Госпожа Берю, в восхищении от такого благоприятного поворота судьбы, кивнула, а Либер опять нахмурился:
«А если кто-нибудь из нас умрет?»
«Да ради бога; это только пойдет на пользу тем, кто останется в живых. Уж кто-кто, а ты должен уметь считать, деляга…»
«Получается что-то вроде тонтины…» {224}
«Совершенно верно. Берю, можешь привести Оливию».
Берю еще не успела подняться, как в гостиную впорхнула Оливия и выпалила с видом взбунтовавшейся баловницы:
«Я вам не маленькая девочка, матушка. Мне уже пятнадцать, и я не понимаю, почему мне нельзя ужинать допоздна вместе со всеми».
«Простите, барышня, – наставительным тоном произнес советник, – но мы здесь обсуждали одно оч-чень серьезное дело, которое быстро наскучило бы столь возвышенной натуре, как ваша…»
«Браво! – воскликнул виконт. – Военные действия развязаны. Оливия, прошу тебя, если уж захочешь когда-нибудь любовника, то держись подальше от чиновников».
«И лучше даже не смотрите в сторону военных», – добавил советник.
«Но почему?» – спросила Оливия.
«Потому что, если такая красавица пожелает иметь двух любовников, – захохотал толстяк Либер, – то вояка порубит соперника на кусочки, а законники упекут его в Шатле».
«И все поделит парочка честных откупщиков, не так ли?» – продолжил маркиз.
«Лучше уж иметь пятьдесят процентов из ста в хорошем деле, чем вовсе ничего».
«Оно и видно, – закричал виконт, – уж ты со своей женой никогда не имел больше одного процента!»
«И правда, – согласился Либер. – Я стараюсь, насколько это возможно, не ввязываться в сомнительные аферы».
«Боже мой! – воскликнул виконт. – Как ты похож на беднягу Берю! Только тот умом был побогаче».
В таком примерно духе развивалась беседа; Оливия наблюдала за гостями с любопытством и конечно же с какой-то тайной заинтересованностью – уж очень она была собранна и внимательна.

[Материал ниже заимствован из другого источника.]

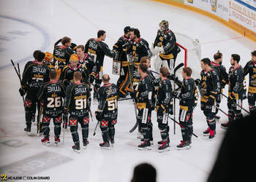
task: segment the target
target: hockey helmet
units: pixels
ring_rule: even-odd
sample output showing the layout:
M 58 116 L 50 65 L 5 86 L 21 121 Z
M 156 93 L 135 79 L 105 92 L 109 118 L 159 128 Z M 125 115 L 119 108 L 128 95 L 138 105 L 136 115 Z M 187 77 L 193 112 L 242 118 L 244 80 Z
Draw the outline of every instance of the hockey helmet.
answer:
M 162 20 L 159 23 L 159 28 L 161 31 L 165 31 L 169 28 L 169 23 L 167 20 Z
M 45 59 L 48 61 L 48 62 L 50 62 L 52 60 L 52 59 L 53 58 L 53 55 L 52 53 L 50 53 L 48 52 L 46 52 L 45 53 Z
M 78 56 L 76 54 L 72 54 L 69 58 L 70 61 L 78 61 Z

Дело в том, что Оливия прекрасно слышала весь разговор лучших друзей матушки. Они и представить не могли, насколько она развилась; девушка вполне уже созрела, что я мог бы прекрасно доказать, пересказав ее мысли: в тот момент она только и мечтала, как бы обвести вокруг пальца всех этих противных дядек. Окруженная ревностными ухаживаниями дюжины сластолюбцев, ей было бы непросто обмануть их, если бы она обратила свой взор на человека их круга; но, в то время как они пристально следили друг за другом, Оливия решила взглянуть шире и нашла того, кого искала, в лице учителя музыки.
Этот ладно скроенный, небестолковый белозубый паренек лет эдак тридцати неплохо бы смотрелся в роли любовника, – по крайней мере, так решила Оливия. Но грубое естество этого плебея так выпирало через напускную парадную оболочку, что Оливии ни за что не удалось бы в него влюбиться, если бы не матушка. И в самом деле, Берю, заметив, с какой тщательностью Оливия прихорашивается перед каждым визитом учителя, тут же встала на стражу ее невинности. Теперь господин Брикуэн приобрел всю притягательность запретного плода. Кровь Евы, моей первой любовницы, заговорила в сердце Оливии.
– Что-что? Евы? – чуть не поперхнулся Луицци.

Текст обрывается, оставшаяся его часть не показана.